1. Seek: Look for opportunities
- What to look for.
Internally: Look at inventory levels. Look at overtime work. Company metrics (OTD) . Balanced Scorecard. Scrap and rework rates. Customer complaints.
Externally: Customer feedback; Sales hit-rates; Repeat sales. Market reports, competitive benchmarks, surveys, Net-Promote Score
- All these require some sort of measurement. The key is that you are measuring your processes to know how you are performing
2. See: Recognize an opportunity
- (COPQ) Cost of Poor Quality (Iceberg analogy)
The “tip” of the iceberg represents only a small portion of the opportunity, but is an indicator of much greater improvements to be had.
- (COW) Cost of Waste: Toyota’s 7 Wastes.... Are they visible?
Inventory levels and WIP are a dead give away for value-stream problems.

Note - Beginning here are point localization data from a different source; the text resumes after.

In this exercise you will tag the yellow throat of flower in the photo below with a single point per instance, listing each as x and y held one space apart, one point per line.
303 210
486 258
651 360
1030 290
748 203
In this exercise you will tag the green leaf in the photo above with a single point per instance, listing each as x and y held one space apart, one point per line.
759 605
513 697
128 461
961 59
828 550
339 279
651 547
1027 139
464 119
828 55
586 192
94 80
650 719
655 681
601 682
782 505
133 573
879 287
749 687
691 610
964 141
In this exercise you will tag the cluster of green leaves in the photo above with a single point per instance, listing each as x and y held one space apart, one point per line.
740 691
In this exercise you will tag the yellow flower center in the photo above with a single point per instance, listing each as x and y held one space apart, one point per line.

3. Surveil or Study: Gather additional information
Who, What, Where, When, Why, How much?... Why, Why, Why, Why
4. Strategize: Create business case
- Also known as “Define” - to make business case;
- Why should this project be done?
- What are the benefits and opportunities?
- What about the "Do nothing" option?
5. Sell: Building a consensus
- Fit with company visions, needs,
- Establish sponsorship (Identify key stakeholders)
- Prioritize
- Various consensus building / prioritization tools:
Affinity diagram, vote & discuss, C&E matrix
6. Start: Kick-off
- Determine the type of project needed (Lean, DMAIC, DFSS,?)
- Continue with the project phases
- Kick-off the team
- Continue to “Sell” and Build consensus
Key Question: Who should be doing these all these S’s?